Well, guns don’t matter only to cops; guns matter to average Americans, too. I heard a story earlier this year where a young woman, 24-year-old Aubrey Bowlin, got sucked into a road rage incident. She was riding her motorcycle home from work late one rainy afternoon, southbound on I-5 in Fife, Washington, near Tacoma, when an angry driver attacked her.

In heavy commuter traffic a driver, later identified as Bruce Jones, was driving within a few feet behind her bike. I commuted to my precinct on a Harley for 17 of my 22 years. I know exactly what that feels like. He’s protected in a rolling cage. On a bike, you’re exposed and being threatened by a ton of jerks on your ass. It’s meant to be intimidating.

The young woman said she gestured, waving her arm behind her to have the driver back off. I’ve done this several times. Normally, the drivers get the message, realize they’re too close, and they pull back. Here, rather than back off, the driver became more aggressive.

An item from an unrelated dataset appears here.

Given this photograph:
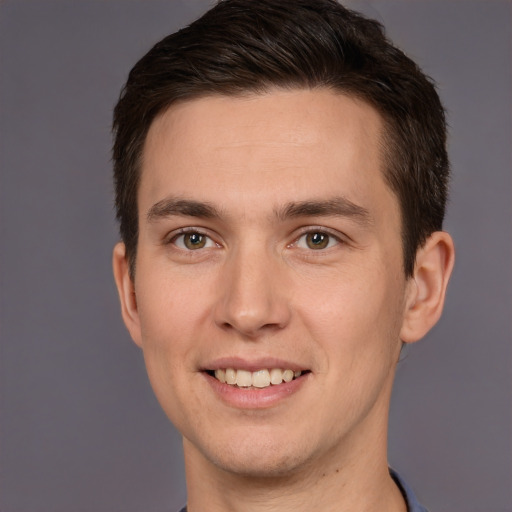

Bowlin recalled for Dori Monson of KIRO Radio 710, “The one time I leave a little too much space for the car in front of me, he then proceeds to go onto the shoulder and try to ram me with his car on the passenger side of his car, on the left side of my bike and with my left leg, into the cars…to the right of us, which would be considered the fast lane.”

Jones repeated this dangerous maneuver two times, obviously trying to ram her. She said she glimpsed Jones’ wife in the front passenger seat. She said she appeared shocked at what was happening. Then, when traffic slowed again, Bowlin had to stop. This is when she noticed Jones had gotten out of her car and was striding toward her. Not expecting anything good, Bowlin dismounted, leaned her bike on its kickstand, and prepared to defend herself. She noted the 60-year-old man was much larger than her.

Bowlin said Jones first slammed into her chest with his body. She responded with a headbutt which knocked Jones into the guardrail. She said Jones then increased his attack. He grabbed her; she tried to get away, but he held on. Then he tried to remove her helmet. As he tried to wrench it from her head, she said she felt like a toy in a dog’s mouth, the way he was shaking her by her head. She believed he wanted to remove her helmet so he could cause more injury.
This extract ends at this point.